Габриель подошел и пробормотал еле слышно проклятие.
— Что, Габриель, проклятья сыплешь из-за того, что ценный свидетель умер или ребенка жаль? Замучил его ваш Юрген! Смотри, ноги спалил ему, все в ожогах. Люди говорят, что сердце было слабое у мальчика, не выдержал и умер. Горе то какое, да, Габриель? Не узнаешь теперь, принадлежу я к партизанам или нет, и где лагерь тоже не узнаешь. Ребенка замучили, герои чертовы!
— Катя, я тебя прошу, не надо так.
— А как, Габриель? Как? — заревев пуще прежнего, я стала перед ним, схватив его за подбородок. — В глаза мне смотри, Габриель! Если бы твой сын сейчас здесь висел, на месте этого ребенка, что бы ты тогда сделал? Что бы ты тогда сделал? Как ты думаешь, есть ли оправдание такому? Вот ты просишь меня сохранить ребенка своего, ты переживаешь, твоя же кровь! А этого не жалко? Нет? А мне жалко! — махнув рукой в сторону виселицы я развернулась и пошла в машину.

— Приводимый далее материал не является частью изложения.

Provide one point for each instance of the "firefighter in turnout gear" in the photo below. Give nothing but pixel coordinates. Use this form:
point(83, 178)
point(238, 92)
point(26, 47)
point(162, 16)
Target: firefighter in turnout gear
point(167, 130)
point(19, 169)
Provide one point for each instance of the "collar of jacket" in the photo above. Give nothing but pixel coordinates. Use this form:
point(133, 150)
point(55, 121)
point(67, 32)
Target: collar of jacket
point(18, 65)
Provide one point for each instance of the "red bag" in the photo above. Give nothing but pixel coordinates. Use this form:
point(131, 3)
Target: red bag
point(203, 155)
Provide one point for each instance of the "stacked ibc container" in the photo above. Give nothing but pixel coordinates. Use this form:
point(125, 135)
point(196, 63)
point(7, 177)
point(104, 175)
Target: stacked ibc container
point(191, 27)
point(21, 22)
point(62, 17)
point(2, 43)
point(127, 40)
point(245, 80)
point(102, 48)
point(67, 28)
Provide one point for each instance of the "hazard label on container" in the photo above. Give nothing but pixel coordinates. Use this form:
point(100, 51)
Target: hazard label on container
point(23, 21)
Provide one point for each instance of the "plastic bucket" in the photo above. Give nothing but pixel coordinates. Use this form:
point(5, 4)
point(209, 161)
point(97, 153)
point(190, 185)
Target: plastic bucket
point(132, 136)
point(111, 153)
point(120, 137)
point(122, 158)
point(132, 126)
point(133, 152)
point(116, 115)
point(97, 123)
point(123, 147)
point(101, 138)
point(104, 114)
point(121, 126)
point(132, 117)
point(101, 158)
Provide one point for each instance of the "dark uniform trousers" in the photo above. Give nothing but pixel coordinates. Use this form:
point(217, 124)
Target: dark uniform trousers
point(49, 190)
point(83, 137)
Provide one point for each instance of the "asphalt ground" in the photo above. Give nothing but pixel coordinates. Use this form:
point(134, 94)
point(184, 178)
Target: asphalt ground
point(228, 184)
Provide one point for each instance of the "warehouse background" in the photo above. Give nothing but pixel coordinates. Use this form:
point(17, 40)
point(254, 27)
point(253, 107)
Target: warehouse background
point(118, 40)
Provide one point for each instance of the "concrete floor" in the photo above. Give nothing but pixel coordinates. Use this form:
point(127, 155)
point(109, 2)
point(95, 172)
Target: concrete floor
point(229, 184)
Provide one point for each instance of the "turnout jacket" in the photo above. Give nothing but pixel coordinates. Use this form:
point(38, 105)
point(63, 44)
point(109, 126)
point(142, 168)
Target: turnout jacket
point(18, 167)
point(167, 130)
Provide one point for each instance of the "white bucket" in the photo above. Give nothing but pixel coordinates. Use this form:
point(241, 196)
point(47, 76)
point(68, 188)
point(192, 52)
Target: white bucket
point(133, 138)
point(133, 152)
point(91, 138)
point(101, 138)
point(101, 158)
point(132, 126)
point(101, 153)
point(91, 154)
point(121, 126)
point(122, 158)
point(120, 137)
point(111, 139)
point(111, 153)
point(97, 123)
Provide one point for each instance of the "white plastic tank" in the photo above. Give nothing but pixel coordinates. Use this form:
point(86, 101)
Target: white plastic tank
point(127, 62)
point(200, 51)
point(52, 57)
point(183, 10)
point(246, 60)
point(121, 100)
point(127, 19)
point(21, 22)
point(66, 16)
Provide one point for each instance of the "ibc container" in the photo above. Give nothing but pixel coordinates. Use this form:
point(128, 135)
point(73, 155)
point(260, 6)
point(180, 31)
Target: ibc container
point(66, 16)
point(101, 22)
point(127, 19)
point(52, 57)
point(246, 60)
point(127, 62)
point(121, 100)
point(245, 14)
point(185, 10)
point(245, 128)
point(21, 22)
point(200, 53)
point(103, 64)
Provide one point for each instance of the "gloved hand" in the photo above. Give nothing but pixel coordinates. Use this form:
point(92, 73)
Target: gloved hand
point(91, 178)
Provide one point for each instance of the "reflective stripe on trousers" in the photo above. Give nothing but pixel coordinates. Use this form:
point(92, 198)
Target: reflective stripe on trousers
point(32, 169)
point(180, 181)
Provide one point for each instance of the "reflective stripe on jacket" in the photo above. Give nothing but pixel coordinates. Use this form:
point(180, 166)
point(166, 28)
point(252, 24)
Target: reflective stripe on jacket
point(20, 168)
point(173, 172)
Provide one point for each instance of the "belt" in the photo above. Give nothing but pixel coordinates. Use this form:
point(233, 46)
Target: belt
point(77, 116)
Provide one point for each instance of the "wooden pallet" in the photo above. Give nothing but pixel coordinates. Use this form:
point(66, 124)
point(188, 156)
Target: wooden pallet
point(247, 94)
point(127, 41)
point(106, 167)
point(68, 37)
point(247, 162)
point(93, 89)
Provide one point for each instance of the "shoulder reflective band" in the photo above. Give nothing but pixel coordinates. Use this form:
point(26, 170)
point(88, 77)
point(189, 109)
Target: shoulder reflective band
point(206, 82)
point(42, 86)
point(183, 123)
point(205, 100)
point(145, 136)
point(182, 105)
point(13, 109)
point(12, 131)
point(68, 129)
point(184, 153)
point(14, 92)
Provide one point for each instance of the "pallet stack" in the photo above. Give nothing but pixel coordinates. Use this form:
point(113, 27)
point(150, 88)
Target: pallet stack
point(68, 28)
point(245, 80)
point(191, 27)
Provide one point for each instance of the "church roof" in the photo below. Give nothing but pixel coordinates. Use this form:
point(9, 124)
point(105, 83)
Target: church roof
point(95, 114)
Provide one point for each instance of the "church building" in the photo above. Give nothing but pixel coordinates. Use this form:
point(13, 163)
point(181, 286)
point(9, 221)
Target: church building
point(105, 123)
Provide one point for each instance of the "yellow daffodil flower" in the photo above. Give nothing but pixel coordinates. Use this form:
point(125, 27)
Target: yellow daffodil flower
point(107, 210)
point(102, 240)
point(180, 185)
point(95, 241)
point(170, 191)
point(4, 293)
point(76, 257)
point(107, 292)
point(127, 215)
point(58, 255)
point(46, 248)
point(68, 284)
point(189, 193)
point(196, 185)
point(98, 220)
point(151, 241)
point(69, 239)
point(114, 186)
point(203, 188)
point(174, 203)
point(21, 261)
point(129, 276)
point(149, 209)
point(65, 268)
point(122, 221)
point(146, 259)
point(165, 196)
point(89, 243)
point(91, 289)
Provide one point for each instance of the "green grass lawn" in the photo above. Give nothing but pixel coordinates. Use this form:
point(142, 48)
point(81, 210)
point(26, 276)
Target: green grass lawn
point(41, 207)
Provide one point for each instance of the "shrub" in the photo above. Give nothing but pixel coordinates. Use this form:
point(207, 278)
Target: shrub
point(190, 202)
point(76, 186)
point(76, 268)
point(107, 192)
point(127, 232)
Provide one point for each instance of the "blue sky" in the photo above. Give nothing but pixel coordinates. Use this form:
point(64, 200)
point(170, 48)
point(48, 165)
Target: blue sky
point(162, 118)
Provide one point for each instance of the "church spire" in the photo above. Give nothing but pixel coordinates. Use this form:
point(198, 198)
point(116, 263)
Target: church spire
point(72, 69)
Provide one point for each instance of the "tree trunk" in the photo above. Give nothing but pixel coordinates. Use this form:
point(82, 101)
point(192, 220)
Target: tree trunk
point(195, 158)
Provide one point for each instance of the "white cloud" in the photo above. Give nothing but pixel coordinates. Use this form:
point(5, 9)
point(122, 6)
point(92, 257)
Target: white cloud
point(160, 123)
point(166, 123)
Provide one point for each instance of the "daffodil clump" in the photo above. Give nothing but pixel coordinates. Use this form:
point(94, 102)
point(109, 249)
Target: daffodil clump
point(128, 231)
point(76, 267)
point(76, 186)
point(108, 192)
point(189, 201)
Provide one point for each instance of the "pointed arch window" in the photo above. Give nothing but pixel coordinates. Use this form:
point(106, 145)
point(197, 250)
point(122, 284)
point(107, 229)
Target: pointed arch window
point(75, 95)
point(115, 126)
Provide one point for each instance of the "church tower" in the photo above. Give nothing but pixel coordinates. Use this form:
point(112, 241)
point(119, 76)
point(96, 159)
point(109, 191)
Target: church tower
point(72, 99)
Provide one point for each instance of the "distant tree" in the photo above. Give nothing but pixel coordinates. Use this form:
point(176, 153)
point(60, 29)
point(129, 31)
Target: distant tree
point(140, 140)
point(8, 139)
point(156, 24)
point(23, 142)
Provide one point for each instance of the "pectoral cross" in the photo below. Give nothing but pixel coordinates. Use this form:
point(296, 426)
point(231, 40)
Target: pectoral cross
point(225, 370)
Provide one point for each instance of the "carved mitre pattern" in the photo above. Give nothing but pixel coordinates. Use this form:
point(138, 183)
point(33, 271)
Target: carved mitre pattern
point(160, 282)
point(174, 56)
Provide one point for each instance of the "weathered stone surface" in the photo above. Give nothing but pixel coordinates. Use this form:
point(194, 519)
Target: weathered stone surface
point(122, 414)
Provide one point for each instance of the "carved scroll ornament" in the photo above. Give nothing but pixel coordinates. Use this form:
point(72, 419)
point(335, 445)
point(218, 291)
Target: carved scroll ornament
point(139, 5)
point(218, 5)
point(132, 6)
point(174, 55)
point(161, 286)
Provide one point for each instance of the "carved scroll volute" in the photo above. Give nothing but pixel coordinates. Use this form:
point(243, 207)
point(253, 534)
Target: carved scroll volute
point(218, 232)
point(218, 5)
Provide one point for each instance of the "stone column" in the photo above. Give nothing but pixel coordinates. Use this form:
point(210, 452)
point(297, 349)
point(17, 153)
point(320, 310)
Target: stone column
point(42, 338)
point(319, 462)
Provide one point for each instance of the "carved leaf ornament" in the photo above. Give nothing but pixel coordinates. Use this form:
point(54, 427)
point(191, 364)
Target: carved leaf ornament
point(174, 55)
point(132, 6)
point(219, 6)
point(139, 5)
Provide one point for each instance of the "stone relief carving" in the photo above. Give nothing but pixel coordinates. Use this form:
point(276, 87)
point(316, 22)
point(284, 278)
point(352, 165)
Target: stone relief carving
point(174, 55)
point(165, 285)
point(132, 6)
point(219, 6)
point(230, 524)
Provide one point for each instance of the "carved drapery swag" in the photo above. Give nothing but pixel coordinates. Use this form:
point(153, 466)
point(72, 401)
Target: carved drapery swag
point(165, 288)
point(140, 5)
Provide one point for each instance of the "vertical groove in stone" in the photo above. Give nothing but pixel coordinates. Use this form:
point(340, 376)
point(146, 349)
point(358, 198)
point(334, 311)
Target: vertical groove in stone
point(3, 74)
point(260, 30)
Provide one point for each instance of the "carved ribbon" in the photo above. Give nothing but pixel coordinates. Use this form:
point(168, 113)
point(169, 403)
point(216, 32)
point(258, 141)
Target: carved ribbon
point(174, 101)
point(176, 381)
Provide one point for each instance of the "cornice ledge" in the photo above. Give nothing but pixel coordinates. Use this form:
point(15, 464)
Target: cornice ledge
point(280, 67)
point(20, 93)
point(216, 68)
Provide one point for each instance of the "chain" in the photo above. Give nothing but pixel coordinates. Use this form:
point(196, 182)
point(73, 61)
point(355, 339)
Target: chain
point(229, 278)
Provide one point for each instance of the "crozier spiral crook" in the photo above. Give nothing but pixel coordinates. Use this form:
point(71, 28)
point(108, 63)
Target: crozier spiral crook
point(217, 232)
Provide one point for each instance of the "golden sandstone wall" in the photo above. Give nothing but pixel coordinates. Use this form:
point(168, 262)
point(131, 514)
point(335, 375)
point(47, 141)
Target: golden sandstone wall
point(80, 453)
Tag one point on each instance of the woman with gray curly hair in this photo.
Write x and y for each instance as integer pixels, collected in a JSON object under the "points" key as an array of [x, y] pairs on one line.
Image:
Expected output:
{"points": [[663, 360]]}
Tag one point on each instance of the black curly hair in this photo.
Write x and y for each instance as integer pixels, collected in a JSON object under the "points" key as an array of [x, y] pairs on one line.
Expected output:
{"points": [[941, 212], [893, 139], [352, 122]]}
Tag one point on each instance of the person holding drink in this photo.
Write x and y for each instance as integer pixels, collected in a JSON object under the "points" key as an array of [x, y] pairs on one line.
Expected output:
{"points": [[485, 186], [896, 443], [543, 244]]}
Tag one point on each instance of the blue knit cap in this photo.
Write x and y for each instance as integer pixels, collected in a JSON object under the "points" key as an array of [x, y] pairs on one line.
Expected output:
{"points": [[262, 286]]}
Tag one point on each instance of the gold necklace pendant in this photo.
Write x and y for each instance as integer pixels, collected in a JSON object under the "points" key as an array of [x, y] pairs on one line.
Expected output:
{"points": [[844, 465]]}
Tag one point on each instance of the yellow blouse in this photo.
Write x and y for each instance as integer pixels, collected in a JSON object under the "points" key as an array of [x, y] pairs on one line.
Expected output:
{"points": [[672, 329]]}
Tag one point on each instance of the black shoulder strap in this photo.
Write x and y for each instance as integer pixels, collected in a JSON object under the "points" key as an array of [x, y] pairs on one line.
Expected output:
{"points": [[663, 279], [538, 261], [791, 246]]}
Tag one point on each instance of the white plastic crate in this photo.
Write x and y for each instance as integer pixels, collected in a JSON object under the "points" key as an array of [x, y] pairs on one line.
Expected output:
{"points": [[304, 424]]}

Сев на сиденье автомобиля Габриель склонил голову к рулю и сидел так четверть минуты. Я же просто молчала, смотря на столпившихся возле виселицы людей.
— Это слишком, для меня это слишком. Я думала, что смогу не думать о том, что ты на противоположной стороне, но не получается. Что вы творите? Это уму непостижимо! — проговорила я и снова начала задыхаться, настолько горе, тяжелым камнем опустившееся мне в сердце было огромным для меня. — Ненавижу тебя, ненавижу!
Габриель притянул меня к себе и прошептал:
— Кричи на меня, сердись, обзывай меня, я все выдержу! Только будь рядом.
— Я тебя просила помочь ему, но ты даже не попытался!
— Есть вещи, которые невозможно сделать. Между жизнью этого мальчика и твоей, я выбрал твою. Ты думаешь мне легко дался такой выбор? Я бы все сделал, чтобы ты не видела того, что было сейчас! Но я не мог ничего сделать! Ты не понимаешь.
— Лучше бы ты выбрал его жизнь, я по крайней мере оценила бы. Я не могу сейчас ехать в штаб, я просто не могу. Я хочу побыть одна, прошу тебя, отвези домой, если можно. Прошу.
— Хорошо, я скажу, что ты заболела, побудь дома, — согласился со мной Габриель и отвез меня назад.
Дома уже была Марта, которой только одного моего вида хватило для того, чтобы налить мне успокаивающих капель в стакан, выпив которые я улеглась на диван, устало вытянув ноги.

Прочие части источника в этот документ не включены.